9 September 2020 By Aimee Donnellan

AstraZeneca’s vaccine setback could be the first of many. The $144 billion drugmaker slammed the breaks on a global trial for its Covid-19 remedy after a participant fell ill. Activating such safeguards is fairly routine, but the news may still dent hopes of a fast cure for the coronavirus.

On Tuesday night, AstraZeneca voluntarily halted all global trials for its vaccine after a participant suffered an unexplained illness. This has now triggered an independent review, with an indeterminate timeline. AstraZeneca Chief Executive Pascal Soriot is hoping to expedite the review, but the news is a blow for the Covid-19 fight. The vaccine, which AstraZeneca is developing alongside the University of Oxford, was described by World Health Organization as probably the world’s leading candidate and the most advanced.

The consequences for other vaccines could also be bad. AstraZeneca’s drug was arguably at higher risk of some kind of negative reaction: It uses a technology that piggybacks on another live virus, potentially complicating the body’s reaction. It uses a chimpanzee common cold virus to inject Covid-19 into cells and stimulate the immune system to fight a real infection. While the vaccines developed by companies like Pfizer and Moderna use different technology, there is a risk they also have to be suspended to make sure there are no similar side effects. News of a bad reaction may also discourage people from signing up to trials.

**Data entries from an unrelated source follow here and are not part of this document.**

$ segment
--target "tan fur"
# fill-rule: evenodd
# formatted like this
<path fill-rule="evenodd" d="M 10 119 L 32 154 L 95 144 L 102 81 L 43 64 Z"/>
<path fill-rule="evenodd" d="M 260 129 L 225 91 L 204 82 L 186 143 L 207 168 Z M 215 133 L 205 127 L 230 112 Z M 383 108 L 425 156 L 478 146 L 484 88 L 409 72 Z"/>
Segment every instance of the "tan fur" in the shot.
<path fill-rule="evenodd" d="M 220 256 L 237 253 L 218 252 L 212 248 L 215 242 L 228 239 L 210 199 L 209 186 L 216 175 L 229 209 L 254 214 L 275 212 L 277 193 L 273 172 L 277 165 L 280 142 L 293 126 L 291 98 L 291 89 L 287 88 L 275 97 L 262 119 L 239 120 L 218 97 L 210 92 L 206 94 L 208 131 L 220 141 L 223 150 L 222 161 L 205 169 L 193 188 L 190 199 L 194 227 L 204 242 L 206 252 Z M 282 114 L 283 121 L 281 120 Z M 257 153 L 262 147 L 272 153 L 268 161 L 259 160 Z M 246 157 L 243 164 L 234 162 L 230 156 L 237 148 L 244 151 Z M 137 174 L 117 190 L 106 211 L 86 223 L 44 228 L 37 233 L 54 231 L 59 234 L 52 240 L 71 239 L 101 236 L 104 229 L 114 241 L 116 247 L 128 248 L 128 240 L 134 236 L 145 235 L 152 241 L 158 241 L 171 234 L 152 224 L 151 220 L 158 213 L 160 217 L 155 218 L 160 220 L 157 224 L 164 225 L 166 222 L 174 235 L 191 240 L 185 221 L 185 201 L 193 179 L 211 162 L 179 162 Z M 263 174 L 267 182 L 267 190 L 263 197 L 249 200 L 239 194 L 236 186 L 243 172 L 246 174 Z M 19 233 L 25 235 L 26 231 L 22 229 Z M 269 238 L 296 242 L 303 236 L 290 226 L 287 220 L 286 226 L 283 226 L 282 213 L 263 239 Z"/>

It could also be bad news for governments. Many have pre-ordered billions of doses of inoculations from drug companies in the hope a vaccinated population will be more willing to venture out into cinemas, airplanes and offices. U.S. President Donald Trump has even talked of a vaccine before the election in November. Yet Astra’s setback is reminder that developing inoculations is a slow process: the fastest so far has been four years.

Without a rapid vaccine, social restrictions are likely to endure. Governments may need to impose local shutdowns, and travel curbs, while workers will shun crowded offices. That all points to more economic hardship. Drug companies also stand to lose. Moderna and BioNTech have gained $18 billion in market value since the start of the year in hope of a speedy rollout. There is no remedy for investor exuberance.